Exact DP solves small instances efficiently

Heuristics provide tight lower bounds for medium and large instances

Continuous relaxation bounds are less tight but useful for benchmarking

Abstract

In this article, we address a class of non convex, integer, non linear mathematical programs using dynamic programming. The mathematical program considered, whose properties are studied in this article, may be used to model the optimal liquidation problem of a single asset portfolio, held in a very large quantity, in a low volatility and perfect memory market, with few market participants. In this context, the Portfolio Manager's selling actions convey information to market participants, which in turn lower bid prices and further penalize the liquidation proceeds we attempt to maximize.
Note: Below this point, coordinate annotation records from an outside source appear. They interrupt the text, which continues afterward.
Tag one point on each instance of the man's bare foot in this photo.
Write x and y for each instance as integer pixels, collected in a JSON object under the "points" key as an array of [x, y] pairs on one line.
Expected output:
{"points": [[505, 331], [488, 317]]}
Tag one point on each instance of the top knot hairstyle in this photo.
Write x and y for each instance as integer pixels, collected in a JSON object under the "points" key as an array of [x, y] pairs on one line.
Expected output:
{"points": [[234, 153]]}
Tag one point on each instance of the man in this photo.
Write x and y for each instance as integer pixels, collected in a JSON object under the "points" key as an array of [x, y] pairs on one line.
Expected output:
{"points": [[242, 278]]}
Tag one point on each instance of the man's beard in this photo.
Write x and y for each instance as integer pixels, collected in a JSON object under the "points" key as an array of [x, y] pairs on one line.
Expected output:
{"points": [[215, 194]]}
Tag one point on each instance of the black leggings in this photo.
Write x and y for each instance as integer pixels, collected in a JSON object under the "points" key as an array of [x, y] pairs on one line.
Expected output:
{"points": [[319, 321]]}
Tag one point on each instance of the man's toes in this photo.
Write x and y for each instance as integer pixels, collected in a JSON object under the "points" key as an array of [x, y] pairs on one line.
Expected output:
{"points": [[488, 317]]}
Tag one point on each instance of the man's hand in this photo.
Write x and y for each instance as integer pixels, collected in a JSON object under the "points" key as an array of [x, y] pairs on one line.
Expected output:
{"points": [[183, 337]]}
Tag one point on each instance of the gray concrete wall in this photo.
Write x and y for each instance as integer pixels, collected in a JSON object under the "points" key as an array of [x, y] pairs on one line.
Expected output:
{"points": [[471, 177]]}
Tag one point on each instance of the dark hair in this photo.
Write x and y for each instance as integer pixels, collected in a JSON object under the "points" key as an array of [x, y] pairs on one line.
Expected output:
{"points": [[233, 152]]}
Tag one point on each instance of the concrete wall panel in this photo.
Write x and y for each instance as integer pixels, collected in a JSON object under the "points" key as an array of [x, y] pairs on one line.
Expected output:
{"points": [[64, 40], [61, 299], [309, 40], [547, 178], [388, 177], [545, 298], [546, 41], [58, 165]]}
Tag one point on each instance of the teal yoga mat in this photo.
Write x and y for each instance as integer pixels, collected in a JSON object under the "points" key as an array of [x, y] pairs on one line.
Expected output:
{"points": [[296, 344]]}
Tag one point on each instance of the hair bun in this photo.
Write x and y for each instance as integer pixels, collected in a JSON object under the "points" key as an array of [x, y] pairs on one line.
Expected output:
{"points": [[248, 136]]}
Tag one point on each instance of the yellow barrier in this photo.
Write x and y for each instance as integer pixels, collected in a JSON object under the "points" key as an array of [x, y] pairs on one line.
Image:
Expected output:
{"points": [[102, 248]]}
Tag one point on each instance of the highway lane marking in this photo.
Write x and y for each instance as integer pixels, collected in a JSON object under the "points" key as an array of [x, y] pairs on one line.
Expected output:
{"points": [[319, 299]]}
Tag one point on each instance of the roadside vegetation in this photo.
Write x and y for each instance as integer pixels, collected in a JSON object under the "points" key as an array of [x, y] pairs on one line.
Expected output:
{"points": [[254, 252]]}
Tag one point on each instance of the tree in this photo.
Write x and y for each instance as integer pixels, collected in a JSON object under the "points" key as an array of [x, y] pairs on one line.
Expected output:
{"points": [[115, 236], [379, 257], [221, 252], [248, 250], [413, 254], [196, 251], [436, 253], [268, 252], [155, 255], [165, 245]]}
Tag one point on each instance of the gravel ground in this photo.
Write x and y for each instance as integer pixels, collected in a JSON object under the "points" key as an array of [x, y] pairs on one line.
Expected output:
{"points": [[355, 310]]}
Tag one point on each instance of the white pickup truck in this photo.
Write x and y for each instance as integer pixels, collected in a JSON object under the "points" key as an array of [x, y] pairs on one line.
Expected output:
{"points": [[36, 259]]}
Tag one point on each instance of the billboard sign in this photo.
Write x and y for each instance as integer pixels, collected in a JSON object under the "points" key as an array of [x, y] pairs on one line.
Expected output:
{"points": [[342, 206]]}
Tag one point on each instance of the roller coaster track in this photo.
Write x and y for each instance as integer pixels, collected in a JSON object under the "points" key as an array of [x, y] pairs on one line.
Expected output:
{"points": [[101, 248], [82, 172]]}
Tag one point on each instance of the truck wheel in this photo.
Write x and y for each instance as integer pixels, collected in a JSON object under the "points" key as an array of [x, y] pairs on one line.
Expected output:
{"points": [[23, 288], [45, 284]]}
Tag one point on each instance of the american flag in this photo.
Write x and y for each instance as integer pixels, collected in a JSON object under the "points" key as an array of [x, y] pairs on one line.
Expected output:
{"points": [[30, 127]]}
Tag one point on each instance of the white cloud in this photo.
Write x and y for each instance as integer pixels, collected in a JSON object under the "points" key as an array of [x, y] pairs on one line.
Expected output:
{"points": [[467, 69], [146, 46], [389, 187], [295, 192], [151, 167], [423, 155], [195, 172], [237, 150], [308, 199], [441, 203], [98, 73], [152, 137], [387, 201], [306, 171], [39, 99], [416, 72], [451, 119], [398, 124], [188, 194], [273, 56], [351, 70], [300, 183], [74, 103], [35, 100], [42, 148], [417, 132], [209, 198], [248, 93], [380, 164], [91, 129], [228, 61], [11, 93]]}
We show the problem can be solved exactly using Dynamic Programming (DP) in polynomial time. However, exact resolution is only efficient for small instances. For medium size and large instances, we introduce dedicated heuristics which provide thin admissible solutions, hence tight lower bounds for the initial problem. We also benchmark them against a commercial solver, such as LocalSolver [7]. We are also interested in the continuously relaxed problem, which is non convex. Firstly, we use continuous solutions, obtained by free solver NLopt [26] and transform them into thin admissible solutions of the discrete problem. Secondly, we provide, under some convexity assumptions, an upper bound for the continuous relaxation, and hence for the initial (integer) problem. Numerical experiments confirm the quality of proposed heuristics (lower bounds), which often reach the optimal, or prove very tight, for small and medium size instances, with a very fast CPU time. Our upper bound, however, is not tight.